Profits of oil companies doing business in the state would be taxed 8 percent under the proposal, bringing in about $576 million during the first full fiscal year. Motor vehicle fees, some of which haven’t been increased in decades, would be adjusted to reflect the rate of inflation, Rendell said in a press conference in Harrisburg, the capital.
Transportation funding is “one of the most important and immediate challenges facing the commonwealth,” said Rendell, who is serving his final year in office. “We all know that we’ve averted tragedy by happenstance here in Pennsylvania. We can’t endanger public safety any longer. We cannot wait another month before we get to work on these projects.”
Pennsylvania has 5,646 state-owned structurally deficient bridges, the most of any U.S. state, and more than 10,000 miles of roads in need of repair, according to a statement announcing the plan.
On Aug. 12, the Pennsylvania Transportation Commission, which sets transportation priorities for the state with the fifth-largest road network, cut its planned expenditure for the next 12 years from $67.9 billion to $51.6 billion, citing questions about federal funding, inflation and the lack of additional resources.
The state spent $3.9 billion on highways, bridges and transit in 2009, aided in part by $1 billion in federal stimulus funds, said Erin Waters, a spokeswoman for the Pennsylvania Department of Transportation. The state needs an additional $3.5 billion in annual funding to maintain infrastructure, according to a May report by the Transportation Advisory Committee, which was established in 1970 to help determine the state’s needs.
Oil companies operating in Pennsylvania avoid most corporate income tax because their accounting credits profit to parent firms based in other states, Rendell said.
Under the proposal, the companies would be exempt from the 9.99 percent corporate net income tax. They would be barred by law from passing the new tax on to consumers at the pump, he said. The proposal would allocate money to the Attorney General’s office and the Department of Revenue to enforce the tax though audits.
Motor-vehicle fee increases would cost the typical Pennsylvania driver approximately 33 cents a week, Rendell said. That would add almost $434,000 to the motor license fund, according to calculations by the governor’s office sent in an e- mail from a spokesman, Gary Tuma.
The proposal may create as many as 40,000 “good-paying” jobs in the sixth-most-populous U.S. state, Rendell said.
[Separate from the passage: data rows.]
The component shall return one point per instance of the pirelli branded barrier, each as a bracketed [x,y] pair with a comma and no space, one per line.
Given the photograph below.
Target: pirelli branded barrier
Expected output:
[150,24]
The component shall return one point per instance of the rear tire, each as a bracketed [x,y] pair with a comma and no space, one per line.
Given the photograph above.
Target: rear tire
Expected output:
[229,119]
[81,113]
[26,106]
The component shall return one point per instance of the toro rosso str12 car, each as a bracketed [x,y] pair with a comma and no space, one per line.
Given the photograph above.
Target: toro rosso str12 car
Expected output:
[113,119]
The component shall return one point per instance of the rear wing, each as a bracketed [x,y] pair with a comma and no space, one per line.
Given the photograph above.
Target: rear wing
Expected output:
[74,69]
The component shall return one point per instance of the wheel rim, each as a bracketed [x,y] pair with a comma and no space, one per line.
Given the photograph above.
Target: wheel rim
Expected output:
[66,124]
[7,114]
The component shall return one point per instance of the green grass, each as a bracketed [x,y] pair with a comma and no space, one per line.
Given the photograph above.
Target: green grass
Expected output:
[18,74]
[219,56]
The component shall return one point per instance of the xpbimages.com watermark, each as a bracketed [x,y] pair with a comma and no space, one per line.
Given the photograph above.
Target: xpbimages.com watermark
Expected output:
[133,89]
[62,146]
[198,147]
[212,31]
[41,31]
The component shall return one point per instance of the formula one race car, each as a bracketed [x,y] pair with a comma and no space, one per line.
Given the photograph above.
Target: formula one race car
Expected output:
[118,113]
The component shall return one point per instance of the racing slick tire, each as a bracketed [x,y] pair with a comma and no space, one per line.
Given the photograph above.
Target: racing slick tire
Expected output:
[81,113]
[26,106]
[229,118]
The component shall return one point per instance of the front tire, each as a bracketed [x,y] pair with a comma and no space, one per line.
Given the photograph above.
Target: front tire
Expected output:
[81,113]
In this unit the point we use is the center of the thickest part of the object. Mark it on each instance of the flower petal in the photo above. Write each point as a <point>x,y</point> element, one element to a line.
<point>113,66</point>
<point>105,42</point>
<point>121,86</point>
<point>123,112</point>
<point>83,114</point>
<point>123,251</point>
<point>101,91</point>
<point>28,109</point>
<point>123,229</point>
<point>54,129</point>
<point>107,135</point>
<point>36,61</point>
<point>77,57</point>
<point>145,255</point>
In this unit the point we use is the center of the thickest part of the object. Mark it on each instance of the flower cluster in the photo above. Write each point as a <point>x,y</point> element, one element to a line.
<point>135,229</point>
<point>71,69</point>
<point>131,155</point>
The General Assembly may vote on the measure in coming months.
A spokesman for Senate Majority Leader Dominic Pileggi, a Republican, said such a tax would be unworkable and unpassable.
“The specific plan to tax oil company profits -- and somehow prohibiting the companies from passing that cost on to Pennsylvania consumers -- has serious constitutional issues under the Commerce Clause,” said Erik Arneson, the spokesman. “At best, we would face years of litigation before seeing any possible revenue from that scheme.”
He said that the plan would likely die in the Senate.
House Republicans favor exploring public-private partnerships and greater contributions from local governments and users before turning to taxes and increased fees, said Steve Miskin, spokesman for the House Republican Caucus.